La erosión del tiempo

La bailaora Vanesa Aibar fue la más aplaudida./
La bailaora Vanesa Aibar fue la más aplaudida.

La benemérita cantaora Carmen Linares inauguró los 22 Viernes Flamencos del Teatro Barakaldo con una propuesta basada en poetas españoles y donde la más aplaudida fue la bailaora Vanesa Aibar

ÓSCAR CUBILLO

El viernes, con tres cuartos de entrada en la sala grande del Teatro Barakaldo, la figura del cante Carmen Linares (Carmen Pacheco Rodríguez, Linares, Jaén, 1951), protagonizó la gala inaugural de la 22ª edición de los Viernes Flamenco. Entre enero y mayo habrá siete encuentros en total, con Rosalía, El Pele, José de La Tomasa… La Linares siempre ofició por debajo del nivel de sus subalternos: su fiel tocaor Salvador Gutiérrez, dos palmeras (Ana María González y Rosario Amador; «cantan mejor que la jefa», comentó el experto de nuestra derecha) más la bailaora Vanesa Aibar (que fue quien se llevó las mayores ovaciones, como se comprobó en los saludos finales).

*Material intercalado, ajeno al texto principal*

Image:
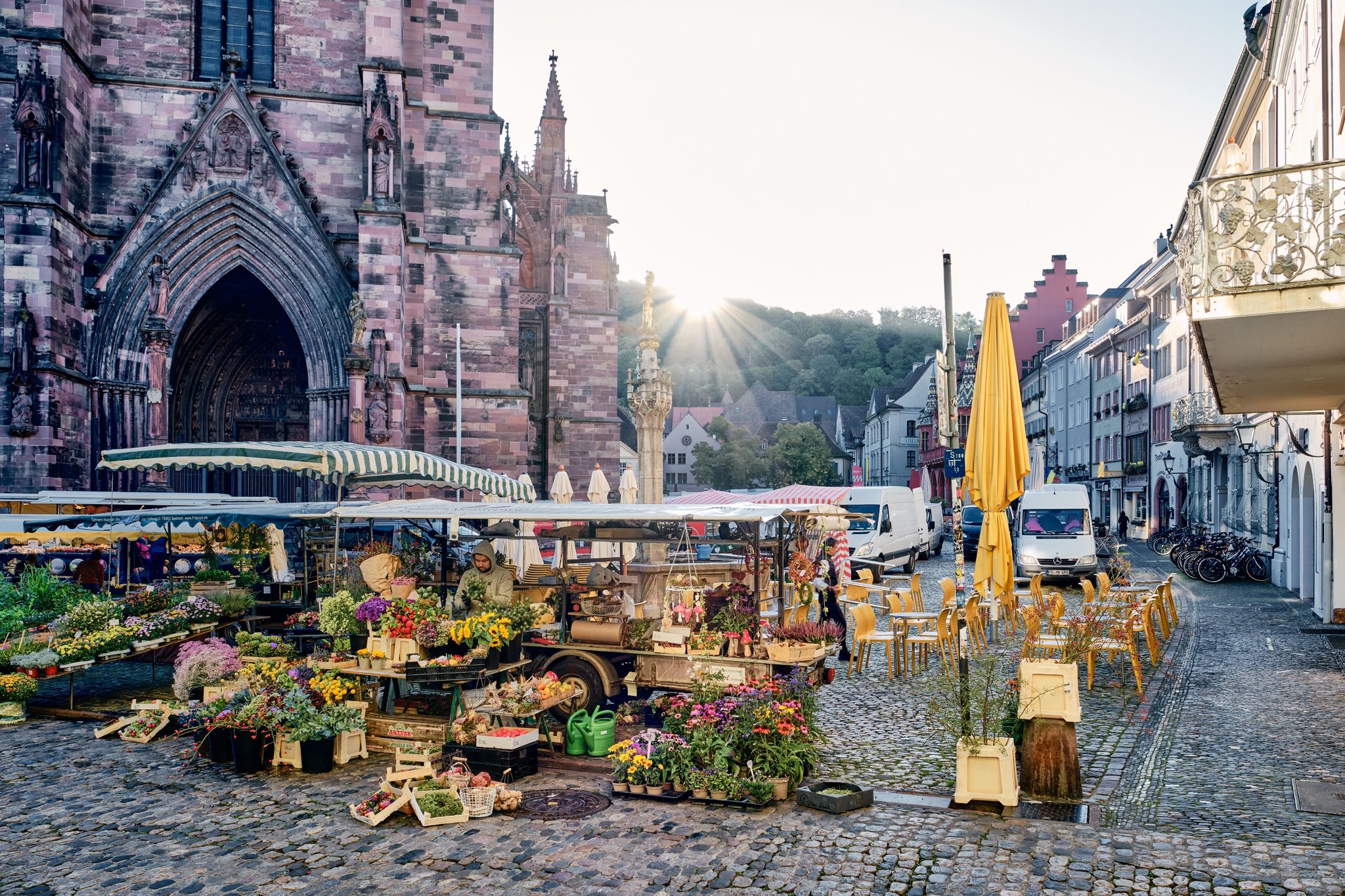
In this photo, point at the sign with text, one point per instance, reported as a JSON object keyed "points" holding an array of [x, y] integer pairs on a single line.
{"points": [[954, 464]]}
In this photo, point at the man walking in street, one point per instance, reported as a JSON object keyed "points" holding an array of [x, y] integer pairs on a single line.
{"points": [[830, 609]]}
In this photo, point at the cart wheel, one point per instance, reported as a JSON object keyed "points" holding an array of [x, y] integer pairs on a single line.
{"points": [[588, 687]]}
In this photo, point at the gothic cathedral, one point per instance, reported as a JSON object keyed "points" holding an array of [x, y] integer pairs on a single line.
{"points": [[240, 219]]}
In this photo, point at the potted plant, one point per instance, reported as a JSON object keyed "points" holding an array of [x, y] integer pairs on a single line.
{"points": [[204, 662], [15, 694], [971, 712], [720, 785], [38, 662], [698, 782]]}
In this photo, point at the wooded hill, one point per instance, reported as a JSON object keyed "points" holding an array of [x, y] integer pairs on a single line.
{"points": [[841, 354]]}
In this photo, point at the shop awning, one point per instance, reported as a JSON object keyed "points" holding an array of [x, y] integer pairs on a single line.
{"points": [[550, 511], [341, 463]]}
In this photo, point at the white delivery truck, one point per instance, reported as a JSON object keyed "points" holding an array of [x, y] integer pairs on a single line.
{"points": [[1055, 532], [893, 526]]}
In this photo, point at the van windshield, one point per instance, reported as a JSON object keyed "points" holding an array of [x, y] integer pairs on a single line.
{"points": [[871, 516], [1053, 522]]}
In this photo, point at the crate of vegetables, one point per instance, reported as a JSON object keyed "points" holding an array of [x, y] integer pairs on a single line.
{"points": [[508, 738]]}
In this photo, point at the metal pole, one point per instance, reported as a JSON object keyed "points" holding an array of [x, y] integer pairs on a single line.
{"points": [[951, 410]]}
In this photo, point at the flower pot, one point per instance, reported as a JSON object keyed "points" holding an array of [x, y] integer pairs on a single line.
{"points": [[249, 752], [221, 744], [989, 774], [318, 756]]}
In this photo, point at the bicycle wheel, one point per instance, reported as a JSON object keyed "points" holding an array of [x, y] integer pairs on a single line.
{"points": [[1212, 570], [1256, 568]]}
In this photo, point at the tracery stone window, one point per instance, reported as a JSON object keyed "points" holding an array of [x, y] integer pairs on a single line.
{"points": [[242, 27]]}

La benemérita cantaora vive de su pasado (y mantiene el cartel y el tirón entre la afición), su arte es sombra de lo que fue desde hace mucho («la edad no perdona», comentaban al salir algunos aficionados), y en Barakaldo se la notó sin fuelle para los sostenidos, sin vocalización clara, floja e insegura. A veces parecían nanas. «No puede con los graves y no llega a los altos», sentenció el flamencólogo de la diestra. Digna de conmiseración, Carmen Linares fue el centro de una velada inaugural larga, de 13 piezas (añadiendo el primer número de baile incrustado) en hora y tres cuartos con el respetable aplaudiendo por respeto, por verla entregada, por la bailaora, por los poetas adaptados, por el flamenco en sí…

Linares, que cada día se parece más a la actriz Carmen Machi, se permitió un respiro a mitad de la cita dejando solos a sus acompañantes. O sea que cantó en dos partes: la primera vistiendo chaquetita roja y la segunda un mantón. En la segunda se le notó levemente mejor, quizá por haber aclarado la garganta con alguna infusión. Venía a Barakaldo divulgando el disco-libro de 70 páginas ‘Verso a verso’ (Altafonte, 2017), su homenaje al poeta Miguel Hernández, su primer trabajo en estudio en nueve años, y también hizo otras cositas que casi siempre presentó con encomiable espíritu divulgativo, indicando autores de las letras y los palos por los que paseaba.

En la primera parte, a dúo la vimos muy endeble, demasiado suavita y entonando mal en ‘Andaluces de Jaén’, es decir los ‘Aceituneros’ de Miguel Hernández. Siguió en dúo con ‘Arbolé, arbolé’ de Lorca, por soleá y bambera, que tampoco superó el tanteo, pero un poco mejor estuvo por malagueñas de Miguel Hernández, aunque fueran estilistas. En ‘Los vendimiadores’ de Hernández vimos la primera intervención del plantel al completo, en quinteto, con la aparición de la bailaora Vanesa Aibar, que marcó los pasos más clásicos con un atavío colorista («qué chulo el chal, parece un pavo real», elogió Pato).

A la séptima pieza la jefa hizo mutis dejando a sus escuderos a solas, que no pasaron el entretenimiento, y con la Linares de nuevo en escena la segunda parte resultó algo más disfrutable. A dúo por soleás tradicionales se manejó bien, y al acabarla agradeció: «Muchas gracias, qué bonita es la poesía popular. Tenemos una poesía en España que es una joya». En cuarteto adaptó el ‘Moguer’ de Juan Ramón Jiménez iluminado con palos de Huelva, y los cuatro en pie alcanzaron el cénit con Juan Ramón por tonás, es decir a capella y con palmas, ofreciendo lo más genuino del viernes. Y en estas apareció la bailaora con unos pasos más actuales y otro vestido para un texto de José Ángel Valente por seguiriyas que no lo parecieron, porque la cantaora resonó crepuscular, erosionada, algo moderna, aparentemente insegura…

Y el bis fue para Lorca, con ‘Baladilla de los tres ríos + Anda Jaleo’ y la tercera intervención de la bailaora Aibar, con su tercer vestido. Las ovaciones finales y los saludos de los oficiantes fueron largos, respetuosos, con la mayoría de la parroquia consciente del nivel vocal actual de Carmen Linares, a quien no se le caen los anillos por dar rienda suelta a sus acompañantes, que la eclipsan con facilidad.